Consider the power series
$F(z) = \sum\limits_{n=1}^{\infty} a_n z^n$
my question is how should the $a_n$ decay for the radius of convergence of the series to be greater than 1.
Consider the power series
$F(z) = \sum\limits_{n=1}^{\infty} a_n z^n$
my question is how should the $a_n$ decay for the radius of convergence of the series to be greater than 1.
As Theo said it:
The radius of convergence is greater than $1$ if and only if $\limsup\sqrt[n]{|a_n|}<1$.
In turn, this condition is met if and only if there exists a finite $c$ and a real number $r<1$ such that $|a_n|\le cr^n$ for every $n$.
The condition that $|a_n|\le cn^{-p}$ is not sufficient, for any positive $p$, it only ensures that the radius of convergence is at least $1$ but not that it is greater than $1$. Even the condition that $n^p|a_n|\to0$ for every given $p$ is not enough. Consider for example the sequence $a_n=\exp(-(\log n)^2)$, then $\sqrt[n]{|a_n|}\to1$ because $(\log n)^2\ll n$ hence the radius of convergence of the associated series is $1$ although $n^p|a_n|\to0$ for every given $p$ because $p\log n\ll(\log n)^2$.

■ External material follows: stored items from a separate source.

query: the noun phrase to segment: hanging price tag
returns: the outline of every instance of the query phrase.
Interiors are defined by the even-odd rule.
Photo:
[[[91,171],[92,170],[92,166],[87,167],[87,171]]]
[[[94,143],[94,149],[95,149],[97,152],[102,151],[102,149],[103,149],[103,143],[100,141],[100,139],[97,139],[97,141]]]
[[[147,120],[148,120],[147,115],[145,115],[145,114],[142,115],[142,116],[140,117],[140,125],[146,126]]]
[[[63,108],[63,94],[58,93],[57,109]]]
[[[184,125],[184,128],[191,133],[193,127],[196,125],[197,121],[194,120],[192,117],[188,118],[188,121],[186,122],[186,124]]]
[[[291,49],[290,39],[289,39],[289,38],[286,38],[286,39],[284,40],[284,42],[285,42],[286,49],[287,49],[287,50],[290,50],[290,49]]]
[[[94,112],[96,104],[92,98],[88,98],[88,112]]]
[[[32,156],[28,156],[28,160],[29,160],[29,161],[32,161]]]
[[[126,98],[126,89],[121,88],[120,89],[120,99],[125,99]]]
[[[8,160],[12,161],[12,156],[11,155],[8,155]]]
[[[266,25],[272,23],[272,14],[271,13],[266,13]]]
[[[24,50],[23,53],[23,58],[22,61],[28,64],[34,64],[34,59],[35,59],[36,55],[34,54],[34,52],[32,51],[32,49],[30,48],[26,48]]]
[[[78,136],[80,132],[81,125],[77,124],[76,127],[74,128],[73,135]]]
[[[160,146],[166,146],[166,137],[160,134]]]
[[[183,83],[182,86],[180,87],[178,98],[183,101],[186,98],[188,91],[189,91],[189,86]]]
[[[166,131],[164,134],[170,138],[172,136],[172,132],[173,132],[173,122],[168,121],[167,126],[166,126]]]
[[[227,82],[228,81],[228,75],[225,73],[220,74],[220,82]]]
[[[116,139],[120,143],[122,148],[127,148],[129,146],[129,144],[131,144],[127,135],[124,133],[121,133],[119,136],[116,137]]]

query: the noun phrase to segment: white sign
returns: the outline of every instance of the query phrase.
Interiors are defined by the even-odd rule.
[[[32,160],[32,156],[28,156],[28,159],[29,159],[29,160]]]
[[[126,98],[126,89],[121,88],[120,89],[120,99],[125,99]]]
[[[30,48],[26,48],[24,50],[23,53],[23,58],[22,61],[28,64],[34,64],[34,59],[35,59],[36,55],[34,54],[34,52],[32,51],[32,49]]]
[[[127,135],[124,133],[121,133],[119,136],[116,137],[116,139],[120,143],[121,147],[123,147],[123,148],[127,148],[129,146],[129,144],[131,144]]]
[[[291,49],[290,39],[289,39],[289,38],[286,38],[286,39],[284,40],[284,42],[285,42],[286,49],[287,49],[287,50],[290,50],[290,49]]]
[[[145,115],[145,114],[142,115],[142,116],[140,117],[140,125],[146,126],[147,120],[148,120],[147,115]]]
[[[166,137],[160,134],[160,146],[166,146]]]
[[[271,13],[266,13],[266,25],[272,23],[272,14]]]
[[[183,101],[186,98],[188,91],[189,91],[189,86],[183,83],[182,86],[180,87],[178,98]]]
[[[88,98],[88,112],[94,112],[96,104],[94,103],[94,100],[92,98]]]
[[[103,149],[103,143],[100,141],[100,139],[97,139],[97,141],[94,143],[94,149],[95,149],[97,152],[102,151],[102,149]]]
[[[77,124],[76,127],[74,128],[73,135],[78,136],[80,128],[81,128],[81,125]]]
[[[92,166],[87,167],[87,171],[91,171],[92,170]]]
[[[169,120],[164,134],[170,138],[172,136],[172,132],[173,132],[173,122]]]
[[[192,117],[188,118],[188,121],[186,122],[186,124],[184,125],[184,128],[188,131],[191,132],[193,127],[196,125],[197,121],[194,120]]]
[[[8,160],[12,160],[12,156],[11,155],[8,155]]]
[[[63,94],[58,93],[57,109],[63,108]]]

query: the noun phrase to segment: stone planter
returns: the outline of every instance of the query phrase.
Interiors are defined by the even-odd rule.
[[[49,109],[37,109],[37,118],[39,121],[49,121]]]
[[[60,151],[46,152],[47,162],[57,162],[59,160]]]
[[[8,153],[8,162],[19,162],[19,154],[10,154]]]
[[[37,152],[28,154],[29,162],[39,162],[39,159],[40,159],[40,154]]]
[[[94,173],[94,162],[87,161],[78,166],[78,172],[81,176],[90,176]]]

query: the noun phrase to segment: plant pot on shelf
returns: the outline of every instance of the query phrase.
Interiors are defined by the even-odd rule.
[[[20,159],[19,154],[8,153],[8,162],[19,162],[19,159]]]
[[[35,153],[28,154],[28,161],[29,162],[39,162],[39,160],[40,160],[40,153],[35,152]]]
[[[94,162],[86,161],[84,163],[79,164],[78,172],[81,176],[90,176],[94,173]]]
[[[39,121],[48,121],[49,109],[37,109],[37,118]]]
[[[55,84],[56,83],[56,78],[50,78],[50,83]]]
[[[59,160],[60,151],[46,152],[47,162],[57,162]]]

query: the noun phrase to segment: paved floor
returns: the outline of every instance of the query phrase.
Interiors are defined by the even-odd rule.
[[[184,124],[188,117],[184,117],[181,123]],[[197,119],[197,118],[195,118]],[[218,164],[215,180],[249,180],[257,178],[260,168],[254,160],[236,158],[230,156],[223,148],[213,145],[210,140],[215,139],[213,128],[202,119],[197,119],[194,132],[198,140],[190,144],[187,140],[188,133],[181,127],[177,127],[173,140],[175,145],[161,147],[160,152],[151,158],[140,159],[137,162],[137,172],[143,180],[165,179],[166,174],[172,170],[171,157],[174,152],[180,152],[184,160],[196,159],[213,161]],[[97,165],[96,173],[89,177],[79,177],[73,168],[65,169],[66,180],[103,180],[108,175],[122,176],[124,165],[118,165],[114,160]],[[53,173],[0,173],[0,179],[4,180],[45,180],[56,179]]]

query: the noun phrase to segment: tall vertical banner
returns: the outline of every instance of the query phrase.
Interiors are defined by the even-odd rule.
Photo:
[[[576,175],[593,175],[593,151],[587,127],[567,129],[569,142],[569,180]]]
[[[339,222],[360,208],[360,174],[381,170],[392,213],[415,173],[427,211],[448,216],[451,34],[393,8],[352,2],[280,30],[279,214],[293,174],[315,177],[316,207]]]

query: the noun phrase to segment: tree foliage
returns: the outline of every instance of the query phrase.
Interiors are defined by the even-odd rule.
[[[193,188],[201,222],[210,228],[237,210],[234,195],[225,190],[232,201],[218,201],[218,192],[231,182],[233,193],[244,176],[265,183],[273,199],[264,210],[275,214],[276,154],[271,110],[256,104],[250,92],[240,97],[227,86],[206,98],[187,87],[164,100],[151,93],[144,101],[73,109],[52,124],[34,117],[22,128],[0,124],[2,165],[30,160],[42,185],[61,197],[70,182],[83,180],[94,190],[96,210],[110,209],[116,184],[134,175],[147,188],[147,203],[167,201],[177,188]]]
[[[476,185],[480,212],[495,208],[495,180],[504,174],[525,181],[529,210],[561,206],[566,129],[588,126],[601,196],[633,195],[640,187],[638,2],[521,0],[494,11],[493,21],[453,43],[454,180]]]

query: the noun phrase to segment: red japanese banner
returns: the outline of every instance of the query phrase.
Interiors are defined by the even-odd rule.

In fact, powers of $n$ are on a too fine grained scale for radiuses of convergence: to wit, for every sequence $(a_n)$, the series $\displaystyle\sum a_nz^n$ and $\displaystyle\sum a_nn^pz^n$ have the same radius of convergence, for every real number $p$.
Likewise, for every finite positive $R$, the radius of convergence is greater than $R$ if and only if there exists a finite $c$ and a real number $r<1/R$ such that $|a_n|\le cr^n$ for every $n$.
Hint:
What happens if $a_n=\frac{1}{2^n}$? Consider the series $\sum_{n=1}^\infty \frac{z^n}{2^n}.$ Does it converge if $z=1$? What about $z=1.5$? And $z=2$?
Also, here is another series: Let $a_n=\frac{1}{n!}$, so we are looking at $\sum_{n=1}^\infty \frac{z^n}{n!}$. It turns out that this series will converge for every $z\in\mathbb{C}$. Try to use the ratio test to prove why.
Hope that helps,